Dans ce temps foisonnant, vous avez entre autres travaillé avec Andy Warhol sur son célèbre film Empire…
On a fait beaucoup de choses ensemble, Andy et moi, parce que j’avais une cinémathèque. Comme il était très productif, aussitôt qu’il terminait un film, il pouvait le projeter chez moi! C’est mon loft qui a été sa première école de cinéma. Il y a rencontré plein de monde, a été excité par ces rencontres. Assez pour avoir envie de tourner ses propres films.

Vous avez souvent été qualifié de «parrain du cinéma d’avant-garde». Vous aimez ce titre ou pas vraiment?
Non! C’est une comparaison stupide inventée par une personne stupide! Le cinéma d’avant-garde n’est pas né avec moi! Il est né en France et en Allemagne dans les années 1920. J’ai été l’élève de ces cinéastes qui sont passés avant moi, leur enfant, leur produit. Certainement pas leur parrain!

Dans les années 1950, vous avez lancé le magazine Film Culture et créé une chronique de cinéma dans le Village Voice. Quel regard portez-vous sur la critique de nos jours?
Elle s’est désintégrée et se résume à de la description. De la description sans perspective! Moi, j’écrivais uniquement sur les films dont j’étais fou! Maintenant, les journalistes ne font que raconter l’histoire, sans passion aucune. En lisant leurs textes, on se dit que les films ont l’air intéressants, ça oui, mais en réalité ce sont souvent d’horribles navets. En ce qui me concerne, il n’y a plus de véritable critique de cinéma.

***
Jonas Mekas en trois temps

Deux films de Jonas Mekas, qui vient de recevoir la Louve d’honneur au Festival du nouveau cinéma, seront projetés cette semaine. Une expo qui lui est consacrée bat aussi son plein.
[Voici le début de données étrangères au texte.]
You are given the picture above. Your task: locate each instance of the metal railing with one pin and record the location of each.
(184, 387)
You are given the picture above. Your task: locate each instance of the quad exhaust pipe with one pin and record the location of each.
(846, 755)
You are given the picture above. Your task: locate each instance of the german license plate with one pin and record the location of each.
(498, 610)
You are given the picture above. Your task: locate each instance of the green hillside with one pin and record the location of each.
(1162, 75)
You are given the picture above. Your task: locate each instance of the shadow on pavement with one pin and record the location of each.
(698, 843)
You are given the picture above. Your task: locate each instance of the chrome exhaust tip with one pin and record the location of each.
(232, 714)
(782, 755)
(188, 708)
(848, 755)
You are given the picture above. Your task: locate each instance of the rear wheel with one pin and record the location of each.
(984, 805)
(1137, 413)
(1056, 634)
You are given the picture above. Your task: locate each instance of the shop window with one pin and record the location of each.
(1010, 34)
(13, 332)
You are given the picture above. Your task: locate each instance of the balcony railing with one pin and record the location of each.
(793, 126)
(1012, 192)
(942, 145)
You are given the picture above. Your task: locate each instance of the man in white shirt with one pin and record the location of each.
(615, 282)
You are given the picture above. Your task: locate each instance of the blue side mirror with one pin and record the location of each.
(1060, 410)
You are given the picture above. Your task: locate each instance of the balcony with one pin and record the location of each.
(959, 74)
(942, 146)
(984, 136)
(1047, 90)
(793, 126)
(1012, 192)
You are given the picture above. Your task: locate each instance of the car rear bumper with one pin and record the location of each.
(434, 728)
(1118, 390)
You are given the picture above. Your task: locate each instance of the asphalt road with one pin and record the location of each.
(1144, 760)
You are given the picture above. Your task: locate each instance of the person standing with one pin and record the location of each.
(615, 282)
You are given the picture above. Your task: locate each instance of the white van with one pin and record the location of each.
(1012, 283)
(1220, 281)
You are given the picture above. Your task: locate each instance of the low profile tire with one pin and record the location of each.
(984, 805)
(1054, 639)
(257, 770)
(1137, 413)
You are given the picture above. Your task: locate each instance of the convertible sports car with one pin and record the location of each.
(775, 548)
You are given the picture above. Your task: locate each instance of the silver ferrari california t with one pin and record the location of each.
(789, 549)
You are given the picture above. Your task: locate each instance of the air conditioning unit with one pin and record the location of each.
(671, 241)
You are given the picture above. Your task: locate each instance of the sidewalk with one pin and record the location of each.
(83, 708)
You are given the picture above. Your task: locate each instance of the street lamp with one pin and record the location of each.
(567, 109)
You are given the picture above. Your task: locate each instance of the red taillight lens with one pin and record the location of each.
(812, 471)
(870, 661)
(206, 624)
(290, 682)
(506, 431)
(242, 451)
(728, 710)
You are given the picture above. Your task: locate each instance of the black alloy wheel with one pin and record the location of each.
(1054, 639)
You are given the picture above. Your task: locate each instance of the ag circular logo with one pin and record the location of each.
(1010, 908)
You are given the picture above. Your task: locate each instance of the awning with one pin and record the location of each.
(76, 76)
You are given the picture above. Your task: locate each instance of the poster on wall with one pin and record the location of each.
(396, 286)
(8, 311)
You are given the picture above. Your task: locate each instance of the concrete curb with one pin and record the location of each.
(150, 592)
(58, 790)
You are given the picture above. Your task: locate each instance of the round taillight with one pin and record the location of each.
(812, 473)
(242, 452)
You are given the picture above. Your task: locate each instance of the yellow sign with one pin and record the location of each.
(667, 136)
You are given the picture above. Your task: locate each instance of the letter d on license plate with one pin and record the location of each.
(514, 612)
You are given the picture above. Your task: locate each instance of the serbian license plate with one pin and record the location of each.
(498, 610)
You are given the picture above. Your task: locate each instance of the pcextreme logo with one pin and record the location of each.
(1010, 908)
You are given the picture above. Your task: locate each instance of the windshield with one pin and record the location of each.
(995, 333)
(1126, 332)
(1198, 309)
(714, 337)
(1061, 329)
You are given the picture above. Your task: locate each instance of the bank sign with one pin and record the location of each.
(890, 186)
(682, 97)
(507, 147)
  • As I Was Moving Ahead Occasionally I Saw Brief Glimpses of Beauty (2000) est présenté aujourd’hui à 14 h 45 au Pavillon Judith-Jasmin.
  • Sleepless Nights Stories (2011) sera projeté le samedi 19 octobre à 16 h au Centre Phi. Entrée libre.
  • L’exposition Jonas Mekas : Éloge de l’ordinaire se tient jusqu’au 26 octobre au Centre Phi. Entrée libre.